NEW YORK (AP) — Will Smith and director Antoine Fuqua have pulled production of their runaway slave drama “Emancipation” from Georgia over the state’s recently enacted law restricting voting access.

The film is the largest and most high profile Hollywood production to depart the state since Georgia’s Republican-controlled state Legislature passed a law that introduced stiffer voter identification requirements for absentee balloting, limited drop boxes and gave the State Election Board new powers to intervene in county election offices and to remove and replace local election officials. Opponents have said the law is designed to reduce the impact of minority voters.

In a joint statement, Smith and Fuqua — who are both producers on the project — said they felt compelled to move the production out of Georgia.

“We cannot in good conscience provide economic support to a government that enacts regressive voting laws that are designed to restrict voter access,” Smith and Fuqua said. “The new Georgia voting laws are reminiscent of voting impediments that were passed at the end of Reconstruction to prevent many Americans from voting.”

“Emancipation” had been scheduled to begin shooting in June. Apple Studios acquired the film last year in a deal reportedly worth $130 million. Based on a true story, the film stars Smith as a slave who flees a Louisiana plantation and joins the Union Army.
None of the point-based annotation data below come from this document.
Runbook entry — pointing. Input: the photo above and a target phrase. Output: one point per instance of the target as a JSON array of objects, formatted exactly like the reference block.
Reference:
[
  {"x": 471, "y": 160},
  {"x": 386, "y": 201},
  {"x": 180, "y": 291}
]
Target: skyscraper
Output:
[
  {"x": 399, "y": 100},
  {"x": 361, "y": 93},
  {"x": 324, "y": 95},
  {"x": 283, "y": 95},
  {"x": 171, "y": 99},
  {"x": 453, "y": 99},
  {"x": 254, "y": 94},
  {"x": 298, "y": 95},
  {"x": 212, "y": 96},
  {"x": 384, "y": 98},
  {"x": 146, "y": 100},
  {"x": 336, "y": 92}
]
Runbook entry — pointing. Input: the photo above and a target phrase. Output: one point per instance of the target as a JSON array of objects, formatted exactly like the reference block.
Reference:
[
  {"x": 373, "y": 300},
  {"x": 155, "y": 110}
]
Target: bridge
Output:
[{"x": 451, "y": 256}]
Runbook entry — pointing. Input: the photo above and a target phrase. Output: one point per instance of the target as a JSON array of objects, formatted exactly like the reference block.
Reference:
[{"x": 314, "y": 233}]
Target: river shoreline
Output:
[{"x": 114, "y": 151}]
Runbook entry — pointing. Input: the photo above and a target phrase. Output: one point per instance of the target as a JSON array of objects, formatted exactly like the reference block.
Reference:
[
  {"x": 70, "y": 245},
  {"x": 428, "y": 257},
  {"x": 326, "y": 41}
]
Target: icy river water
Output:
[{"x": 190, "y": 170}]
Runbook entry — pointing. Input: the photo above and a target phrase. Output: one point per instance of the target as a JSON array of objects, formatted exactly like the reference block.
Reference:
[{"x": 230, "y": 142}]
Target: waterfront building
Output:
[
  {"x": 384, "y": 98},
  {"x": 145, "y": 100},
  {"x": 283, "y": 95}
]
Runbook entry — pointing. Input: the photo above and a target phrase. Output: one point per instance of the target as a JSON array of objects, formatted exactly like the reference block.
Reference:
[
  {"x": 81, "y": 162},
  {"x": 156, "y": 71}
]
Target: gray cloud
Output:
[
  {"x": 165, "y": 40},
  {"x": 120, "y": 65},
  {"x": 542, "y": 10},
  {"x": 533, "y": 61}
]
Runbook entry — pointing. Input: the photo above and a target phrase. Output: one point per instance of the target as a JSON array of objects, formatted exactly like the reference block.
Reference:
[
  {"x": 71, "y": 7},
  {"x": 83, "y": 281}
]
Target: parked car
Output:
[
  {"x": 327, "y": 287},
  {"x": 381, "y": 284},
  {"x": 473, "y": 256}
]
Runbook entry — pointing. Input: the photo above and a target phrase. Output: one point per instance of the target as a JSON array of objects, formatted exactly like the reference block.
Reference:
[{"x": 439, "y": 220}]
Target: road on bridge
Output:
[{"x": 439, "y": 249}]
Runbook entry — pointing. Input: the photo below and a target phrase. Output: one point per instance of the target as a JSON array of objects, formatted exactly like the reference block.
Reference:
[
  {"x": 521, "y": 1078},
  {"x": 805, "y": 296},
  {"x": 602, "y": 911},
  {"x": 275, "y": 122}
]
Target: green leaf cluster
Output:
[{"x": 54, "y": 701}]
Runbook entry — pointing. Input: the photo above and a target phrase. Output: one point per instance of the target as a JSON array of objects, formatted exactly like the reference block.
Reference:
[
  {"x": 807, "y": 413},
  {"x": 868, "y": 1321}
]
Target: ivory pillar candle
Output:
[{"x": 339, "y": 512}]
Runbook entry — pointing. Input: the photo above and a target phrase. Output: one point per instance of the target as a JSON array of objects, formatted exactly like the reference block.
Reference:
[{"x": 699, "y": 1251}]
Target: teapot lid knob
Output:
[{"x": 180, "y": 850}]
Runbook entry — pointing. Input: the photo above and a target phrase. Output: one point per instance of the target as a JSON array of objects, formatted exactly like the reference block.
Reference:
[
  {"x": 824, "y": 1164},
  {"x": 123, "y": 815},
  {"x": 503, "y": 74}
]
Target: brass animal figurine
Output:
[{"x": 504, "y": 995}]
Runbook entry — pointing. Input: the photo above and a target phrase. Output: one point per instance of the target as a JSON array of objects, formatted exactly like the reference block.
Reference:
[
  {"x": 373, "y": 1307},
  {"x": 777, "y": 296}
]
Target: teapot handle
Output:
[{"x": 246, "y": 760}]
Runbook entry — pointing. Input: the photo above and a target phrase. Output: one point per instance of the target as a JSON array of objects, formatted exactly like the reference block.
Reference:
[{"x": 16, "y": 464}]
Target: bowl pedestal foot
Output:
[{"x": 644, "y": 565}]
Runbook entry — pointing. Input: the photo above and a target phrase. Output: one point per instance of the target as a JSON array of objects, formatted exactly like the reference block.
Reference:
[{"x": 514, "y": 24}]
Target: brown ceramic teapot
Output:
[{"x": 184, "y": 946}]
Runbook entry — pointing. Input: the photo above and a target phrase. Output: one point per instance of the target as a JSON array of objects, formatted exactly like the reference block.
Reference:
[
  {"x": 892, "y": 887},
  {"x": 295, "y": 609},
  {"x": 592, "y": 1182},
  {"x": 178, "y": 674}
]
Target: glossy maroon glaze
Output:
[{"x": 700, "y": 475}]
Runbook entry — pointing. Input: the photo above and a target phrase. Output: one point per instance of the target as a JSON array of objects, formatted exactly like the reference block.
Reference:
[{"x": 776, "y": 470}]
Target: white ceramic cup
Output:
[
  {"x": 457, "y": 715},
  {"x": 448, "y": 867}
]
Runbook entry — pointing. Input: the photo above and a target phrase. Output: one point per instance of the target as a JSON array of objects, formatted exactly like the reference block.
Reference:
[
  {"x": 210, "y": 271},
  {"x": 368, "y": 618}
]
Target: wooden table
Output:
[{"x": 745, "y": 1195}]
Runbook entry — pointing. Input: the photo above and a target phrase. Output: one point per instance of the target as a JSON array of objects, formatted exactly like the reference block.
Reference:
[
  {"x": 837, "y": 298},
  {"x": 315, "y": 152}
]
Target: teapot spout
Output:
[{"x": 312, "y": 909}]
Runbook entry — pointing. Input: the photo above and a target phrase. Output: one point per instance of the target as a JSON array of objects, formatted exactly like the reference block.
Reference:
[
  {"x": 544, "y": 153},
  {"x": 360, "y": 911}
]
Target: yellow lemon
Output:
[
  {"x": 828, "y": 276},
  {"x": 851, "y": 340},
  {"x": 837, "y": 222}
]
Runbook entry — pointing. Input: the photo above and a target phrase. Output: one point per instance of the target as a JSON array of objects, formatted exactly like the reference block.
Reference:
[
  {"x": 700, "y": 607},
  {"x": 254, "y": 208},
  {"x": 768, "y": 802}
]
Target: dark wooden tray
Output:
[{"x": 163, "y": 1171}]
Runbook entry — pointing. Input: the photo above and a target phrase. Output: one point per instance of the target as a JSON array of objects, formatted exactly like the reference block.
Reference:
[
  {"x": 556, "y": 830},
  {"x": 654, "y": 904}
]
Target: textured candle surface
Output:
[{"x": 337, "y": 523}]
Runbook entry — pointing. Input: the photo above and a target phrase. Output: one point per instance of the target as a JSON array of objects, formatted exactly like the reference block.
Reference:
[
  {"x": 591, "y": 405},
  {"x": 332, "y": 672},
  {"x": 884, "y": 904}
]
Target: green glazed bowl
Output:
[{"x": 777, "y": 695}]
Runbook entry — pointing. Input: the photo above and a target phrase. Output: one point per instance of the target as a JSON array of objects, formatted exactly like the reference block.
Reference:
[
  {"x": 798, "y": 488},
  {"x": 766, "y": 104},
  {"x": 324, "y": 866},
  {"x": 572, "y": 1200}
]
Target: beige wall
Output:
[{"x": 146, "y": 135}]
Hollywood’s response to the Georgia law has been closely watched because the state is a major hub of film production and boasts generous tax incentives. Some filmmakers have said they would boycott, including “Ford v. Ferrari” director James Mangold. But major studios have so far been largely quiet. In 2019, a Georgia anti-abortion law (later declared unconstitutional) prompted studios to threaten to cease production in the state.